I’m not a big fan of cities, but the message there is that urbanization is telling us something really important. I emphasized in class that countries collect data, and tell us how important they are, but the critical macroeconomic action seems like it might be at a lower level.

In contrast, we have a problem in the U.S. and in many other countries: people in cities know they have a good thing going, and don’t want any more people moving into their city and ruining it. The acronym often used for this is NIMBY: short for Not In My Back Yard. In the U.S. NIMBY-ism often takes the form of real estate zoning, which restricts the density of new construction, and the uses to which it can be put. For example, it’s very difficult to build a new home in coastal California due to zoning restrictions, and this places constant upward pressure on the prices of existing homes in that region.

In this new research, they build a theoretical model, and use it to explore counterfactuals. That’s a good college level word: it means they look at “what if” scenarios.† In particular, they look at what would happen if people could just move to, say, New York City, without current residents of New York putting up legal/cultural/social/political barriers to keep newcomers out.

Here’s how Tyler Cowen summarizes some of this:

1. If you restricted New York City and Los Angeles to the size of Chicago, 18.9 million people would be displaced and per capita rural income would fall by 3.6%, due to diminishing returns to labor in less heavily populated areas.

2. The average reduction in real income per person, from this thought experiment, would be 3.4%.  You will note that NIMBY policies are in fact running a version of this policy, albeit at different margins and with a different default status quo point.

3. If you were to force America’s 11 largest cities to be no larger than Miami, real income per American would fall by 7.9%.

4. If planning regulations were lifted entirely, NYC would reach about 40 million people, Philadelphia 38 million (that’s a lot of objectionable sports fans!), and Boston just shy of 30 million (ditto).

5. Output per person, under that scenario, would rise in NYC by 5.7% and by 13.3% in Boston.  That said, under this same scenario incumbent New Yorkers would see net real consumption losses of 13%, whereas for Boston the incumbent losses are only about 1.1%.

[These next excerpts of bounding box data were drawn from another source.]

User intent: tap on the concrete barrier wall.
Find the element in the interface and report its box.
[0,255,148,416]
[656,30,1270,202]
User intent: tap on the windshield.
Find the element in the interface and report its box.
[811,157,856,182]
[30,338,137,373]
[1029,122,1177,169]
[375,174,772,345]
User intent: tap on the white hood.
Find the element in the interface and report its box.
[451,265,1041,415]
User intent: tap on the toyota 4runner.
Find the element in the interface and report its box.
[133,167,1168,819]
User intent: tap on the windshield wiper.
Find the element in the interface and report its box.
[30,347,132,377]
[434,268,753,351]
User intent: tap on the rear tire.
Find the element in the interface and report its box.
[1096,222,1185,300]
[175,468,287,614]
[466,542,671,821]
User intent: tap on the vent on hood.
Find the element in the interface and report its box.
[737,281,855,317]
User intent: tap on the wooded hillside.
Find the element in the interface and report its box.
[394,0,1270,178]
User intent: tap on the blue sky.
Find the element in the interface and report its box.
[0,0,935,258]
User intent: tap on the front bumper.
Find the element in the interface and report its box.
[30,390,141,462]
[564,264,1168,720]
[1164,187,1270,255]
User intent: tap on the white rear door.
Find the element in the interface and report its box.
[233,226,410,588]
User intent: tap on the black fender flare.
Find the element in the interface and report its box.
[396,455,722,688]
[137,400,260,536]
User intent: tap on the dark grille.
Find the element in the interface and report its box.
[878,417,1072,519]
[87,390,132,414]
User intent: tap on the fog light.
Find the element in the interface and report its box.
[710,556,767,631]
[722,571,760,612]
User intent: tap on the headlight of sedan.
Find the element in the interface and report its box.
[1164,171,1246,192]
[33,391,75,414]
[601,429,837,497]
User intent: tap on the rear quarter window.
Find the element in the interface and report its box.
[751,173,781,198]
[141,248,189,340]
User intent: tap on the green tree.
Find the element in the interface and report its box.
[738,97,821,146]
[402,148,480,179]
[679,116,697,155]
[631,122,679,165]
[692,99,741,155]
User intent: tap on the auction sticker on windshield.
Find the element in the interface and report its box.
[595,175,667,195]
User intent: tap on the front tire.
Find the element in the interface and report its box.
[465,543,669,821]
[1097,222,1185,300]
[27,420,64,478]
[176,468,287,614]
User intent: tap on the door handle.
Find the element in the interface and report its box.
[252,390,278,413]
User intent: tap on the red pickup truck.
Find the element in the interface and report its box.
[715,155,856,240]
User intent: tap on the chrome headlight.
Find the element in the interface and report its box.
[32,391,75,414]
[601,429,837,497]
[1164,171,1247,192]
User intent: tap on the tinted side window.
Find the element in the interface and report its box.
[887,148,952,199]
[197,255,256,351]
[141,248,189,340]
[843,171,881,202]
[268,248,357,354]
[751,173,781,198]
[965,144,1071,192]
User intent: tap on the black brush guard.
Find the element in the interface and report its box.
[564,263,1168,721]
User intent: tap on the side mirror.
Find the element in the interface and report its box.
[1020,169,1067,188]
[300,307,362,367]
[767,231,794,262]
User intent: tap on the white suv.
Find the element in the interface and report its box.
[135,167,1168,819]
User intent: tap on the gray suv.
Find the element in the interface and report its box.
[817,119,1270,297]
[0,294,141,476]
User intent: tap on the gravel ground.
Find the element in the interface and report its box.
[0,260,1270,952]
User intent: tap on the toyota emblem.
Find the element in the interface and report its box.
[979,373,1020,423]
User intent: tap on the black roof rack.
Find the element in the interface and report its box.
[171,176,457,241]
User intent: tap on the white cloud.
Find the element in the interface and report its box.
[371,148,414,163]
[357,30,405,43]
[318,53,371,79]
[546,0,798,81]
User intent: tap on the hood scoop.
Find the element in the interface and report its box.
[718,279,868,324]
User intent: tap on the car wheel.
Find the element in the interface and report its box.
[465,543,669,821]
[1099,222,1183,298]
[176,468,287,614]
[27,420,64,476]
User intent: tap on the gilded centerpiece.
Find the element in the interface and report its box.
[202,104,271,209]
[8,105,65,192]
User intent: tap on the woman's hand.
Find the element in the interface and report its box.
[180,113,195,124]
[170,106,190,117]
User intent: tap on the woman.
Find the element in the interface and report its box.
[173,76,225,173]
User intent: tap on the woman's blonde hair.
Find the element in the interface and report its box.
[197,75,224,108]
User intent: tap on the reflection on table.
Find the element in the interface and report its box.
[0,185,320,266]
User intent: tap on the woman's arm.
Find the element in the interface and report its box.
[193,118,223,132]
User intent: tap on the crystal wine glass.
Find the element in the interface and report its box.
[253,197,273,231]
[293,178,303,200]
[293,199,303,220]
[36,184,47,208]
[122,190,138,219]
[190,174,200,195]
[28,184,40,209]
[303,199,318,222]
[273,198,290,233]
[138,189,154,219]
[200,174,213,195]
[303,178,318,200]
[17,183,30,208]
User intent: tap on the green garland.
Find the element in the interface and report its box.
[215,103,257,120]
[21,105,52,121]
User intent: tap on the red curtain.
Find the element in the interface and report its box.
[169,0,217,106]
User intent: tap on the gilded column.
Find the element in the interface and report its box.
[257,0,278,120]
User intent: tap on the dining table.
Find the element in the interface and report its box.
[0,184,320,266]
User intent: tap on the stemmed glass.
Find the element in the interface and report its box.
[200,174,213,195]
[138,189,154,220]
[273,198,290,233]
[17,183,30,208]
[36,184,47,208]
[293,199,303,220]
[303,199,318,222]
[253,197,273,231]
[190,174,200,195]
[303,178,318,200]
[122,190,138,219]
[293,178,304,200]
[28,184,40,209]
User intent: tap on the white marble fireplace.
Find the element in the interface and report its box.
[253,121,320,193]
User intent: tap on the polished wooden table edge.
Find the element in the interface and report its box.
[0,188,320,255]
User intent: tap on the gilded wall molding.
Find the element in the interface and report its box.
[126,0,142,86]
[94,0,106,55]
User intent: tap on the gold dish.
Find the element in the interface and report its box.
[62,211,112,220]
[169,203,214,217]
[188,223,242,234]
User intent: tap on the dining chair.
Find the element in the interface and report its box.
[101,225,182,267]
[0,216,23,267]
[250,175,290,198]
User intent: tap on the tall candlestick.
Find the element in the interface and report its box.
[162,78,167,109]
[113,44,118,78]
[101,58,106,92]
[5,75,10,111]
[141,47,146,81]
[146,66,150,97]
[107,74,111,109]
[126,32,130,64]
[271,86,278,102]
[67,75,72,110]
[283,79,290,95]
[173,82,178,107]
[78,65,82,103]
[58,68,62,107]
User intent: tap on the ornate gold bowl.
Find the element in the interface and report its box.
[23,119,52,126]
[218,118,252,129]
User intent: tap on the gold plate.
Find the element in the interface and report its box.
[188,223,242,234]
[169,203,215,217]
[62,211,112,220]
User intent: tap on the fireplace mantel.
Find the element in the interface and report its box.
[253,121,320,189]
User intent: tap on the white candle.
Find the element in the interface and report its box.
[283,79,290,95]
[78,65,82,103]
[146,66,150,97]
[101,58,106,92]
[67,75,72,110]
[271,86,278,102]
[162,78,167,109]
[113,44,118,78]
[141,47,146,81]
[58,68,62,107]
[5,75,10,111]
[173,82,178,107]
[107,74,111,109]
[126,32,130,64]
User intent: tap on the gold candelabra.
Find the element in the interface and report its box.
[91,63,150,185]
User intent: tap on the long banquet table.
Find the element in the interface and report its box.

6. The big winners are the new entrants.  On average, real income would rise by 25.7%.

7. Alternatively, in their model, rather than laissez-faire, if America’s three most productive cities relaxed their planning regulations to the same level as the median U.S. city, real per capita income would rise by about 8.2%.

[emphasis is mine, not original]

As a closer, let me note that this problem is worse in most other countries (what makes America so rich is the large number of pretty big cities, not the few huge ones). For example, consider Seoul, where the population of the metropolitan area is half of the whole country … how many of you can even name another South Korean city.

† As students advance to higher levels, where modeling is pushed out to them more often, the common complaint is — Why do we have to do all this math? The answer is to make better counterfactuals.